A few days ago, this blog reported on two recent noncompete cases in which former employers have asserted RICO claims against departing employees. (Click here to see that post.) Previously, we have also commented on Computer Fraud & Abuse Act claims in similar contexts. It is the rare case, however, that involves claims under both statutes by employers against a departing employee. A few days ago, U.S. District Judge Colleen McMahon dismissed a CFAA claim in just such a case, and she hinted that a dismissal of the RICO claim could soon follow. Shortly thereafter, the plaintiff voluntarily dismissed the action reserving its right to pursue its claims in arbitration or state court.
The suit began in May, 2010, when legal recruiting firm Major, Lindsey & Africa filed a complaint against a former Managing Director, Sharon Mahn. Until recently, it was difficult to piece together the allegations because the complaint was sealed by the court, but the recent decision granting Mahn’s motion to dismiss the CFAA claim sheds some light on MLA’s claims.

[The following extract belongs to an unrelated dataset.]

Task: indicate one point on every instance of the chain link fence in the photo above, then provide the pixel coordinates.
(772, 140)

According to the court, MLA alleged that Mahn disclosed confidential information, which she obtained from MLA’s computers, to a few of its competitors. This was purportedly done in violation of the confidentiality provisions in Mahn’s employment agreement, but MLA filed in federal court basing jurisdiction in part on the CFAA. Simply stated, the CFAA makes it unlawful for a person to access a protected computer “without authorization” or “in excess of one’s authorization” to obtain something of value or to impair the integrity of data. Some courts hold that an employee acts “without authorization” or “exceeds authorization” if an employee is accessing information for purposes contrary to his or her employment. Other courts note that the statute’s legislative history suggests Congress enacted the statute simply to address computer hacking, and not to provide employers with a remedy against faithless employees. Judge McMahon agreed with the latter school of thought, but noted that a conclusion to the contrary is not “implausible.”
Dismissing the CFAA claim, Judge McMahon noted that continuing federal jurisdiction was dependent upon the survival of MLA’s RICO claim. In this respect, her comments took on a more colorful tone. “This Court has ample experience with the assertion of bogus RICO claims for the purpose of (1) obtaining federal jurisdiction over an action that belongs in the state courts, and/or (2) extracting a coercive settlement due to the in terrorem nature of labeling someone a racketeer.” She continued, “I frankly have no interest in retaining a case in which it appears that federal charges have been trumped up in order to avoid litigating what are essentially state and common law claims in [state] court.” Against this backdrop, Judge McMahon stated that she would not permit discovery to proceed until MLA supplemented its “thermonuclear” allegations with a RICO case statement and Mahn (along with the other defendants) has an opportunity to file a motion to dismiss. Whether the RICO claims would have survived will never be known. In the face of this ruling, MLA dismissed its federal court claims.